Russ and I explain the resting potential of a cell in the conventional way: the membrane is selectively permeable to potassium, and the potassium ion concentration is higher inside the cell than outside. The concentrations will be in equilibrium when the resting potential is negative, with a magnitude given by the Nernst equation. Pollack’s explanation is completely different, and focuses on the structuring of water near the hydrophilic surface of proteins.
Cell water excludes ions because it is structured. Exclusion is more pronounced for sodium than for potassium because sodium’s hydration shell is larger and hence more difficult to accommodate in the structured water lattice. Thus, intracellular sodium concentration remains low, whereas potassium can partition more easily into the cytoplasm.
No pumps, no channels, no membranes, no Nernst equation, and no metabolic ATP. Just water.

 

 The Action Potential

Pollack’s story may sound plausible, if not convincing, so far, but what about the action potential? This is where gels come in the forefront of the story. According to Pollack, the cytoplasm is like a gel that can undergo a polymer-gel phase transition. Normally the cytoplasmic polymers are cross linked by calcium, allowing in little water. If the calcium is not there to do the cross-linking, water gets sucked in, loosening the structure.
A plausible way in which the action potential could be initiated, then, is by replacing calcium with a monovalent [singly charged ion such as sodium or potassium]. Classically, sodium is thought to enter the cytoplasm through a localized, receptor-mediated permeability increase. In the proposed [Pollack’s] model, sodium ions flow into the peripheral cytoskeleton and begin displacing calcium. Replacement loosens the network, enabling it to adsorb water and expand. As it expands, permeability is increased, allowing for more sodium entry, further Ca displacement, additional expansion, etc.—like ripping open a zipper.

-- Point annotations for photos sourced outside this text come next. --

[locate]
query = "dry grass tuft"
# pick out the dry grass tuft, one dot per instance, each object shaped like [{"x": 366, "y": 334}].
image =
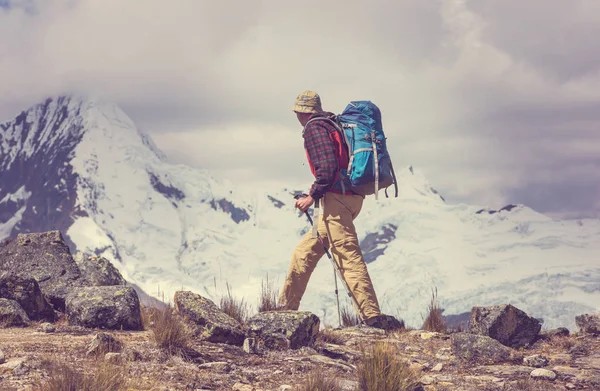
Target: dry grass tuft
[
  {"x": 319, "y": 381},
  {"x": 528, "y": 385},
  {"x": 104, "y": 377},
  {"x": 169, "y": 331},
  {"x": 233, "y": 307},
  {"x": 349, "y": 317},
  {"x": 267, "y": 300},
  {"x": 434, "y": 320},
  {"x": 380, "y": 369}
]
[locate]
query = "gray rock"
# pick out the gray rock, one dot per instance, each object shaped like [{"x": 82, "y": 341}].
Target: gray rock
[
  {"x": 210, "y": 323},
  {"x": 480, "y": 349},
  {"x": 12, "y": 315},
  {"x": 281, "y": 330},
  {"x": 26, "y": 291},
  {"x": 98, "y": 271},
  {"x": 250, "y": 346},
  {"x": 46, "y": 257},
  {"x": 107, "y": 307},
  {"x": 559, "y": 332},
  {"x": 17, "y": 366},
  {"x": 104, "y": 343},
  {"x": 114, "y": 358},
  {"x": 217, "y": 366},
  {"x": 507, "y": 324},
  {"x": 588, "y": 324},
  {"x": 536, "y": 361},
  {"x": 544, "y": 374}
]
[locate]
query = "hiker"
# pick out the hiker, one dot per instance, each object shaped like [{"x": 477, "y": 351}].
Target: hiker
[{"x": 339, "y": 206}]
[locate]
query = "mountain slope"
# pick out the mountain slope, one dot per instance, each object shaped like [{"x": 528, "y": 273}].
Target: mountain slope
[{"x": 82, "y": 166}]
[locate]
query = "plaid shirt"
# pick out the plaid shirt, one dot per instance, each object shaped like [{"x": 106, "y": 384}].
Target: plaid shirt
[{"x": 322, "y": 153}]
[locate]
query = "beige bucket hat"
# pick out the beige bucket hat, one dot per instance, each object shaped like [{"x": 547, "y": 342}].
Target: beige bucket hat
[{"x": 308, "y": 102}]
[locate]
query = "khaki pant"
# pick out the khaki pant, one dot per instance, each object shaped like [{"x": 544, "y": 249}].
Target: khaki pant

It sure doesn’t sound much like Hodgkin and Huxley.


Internal Perfusion

For a moment, I thought I had a devastating counter-example that would demolish Pollack’s theory. As mentioned before in this blog, you can squeeze the cytoplasm out of a squid giant axon and replace it by salt water, and the axon still works. But Pollack must have seen me coming; he shot down my counter-example in advance.
Lying just inside the cell membrane is a dense polymer-gel matrix known as the peripheral cytoskeleton… The presence of such a matrix had been unknown during the Hodgkin-Huxley era when experimental axons were routinely “rolled” to extrude the cytoplasm and presumably leave only the membrane. What in fact remains is the combination of membrane plus contiguous cytoskeleton.

 

Conclusion

I have only begun to cover the ideas discussed in Cells, Gels and the Engines of Life. Pollack provides us with a wonderfully written, beautifully illustrated, carefully argued, and well cited alternative view of biology. It was a joy to read, but I remain skeptical. I can think of many arguments in support of the “standard model” of cell physiology that Pollack doesn’t address. My “salt water inside, salt water outside” assumption may be too simplistic, and Pollack’s book is useful for pointing out its many limitations, but Pollack’s ideas have limitations too. Cells, Gels and the Engines of Life is an interesting read, but think long and hard before you start believing it.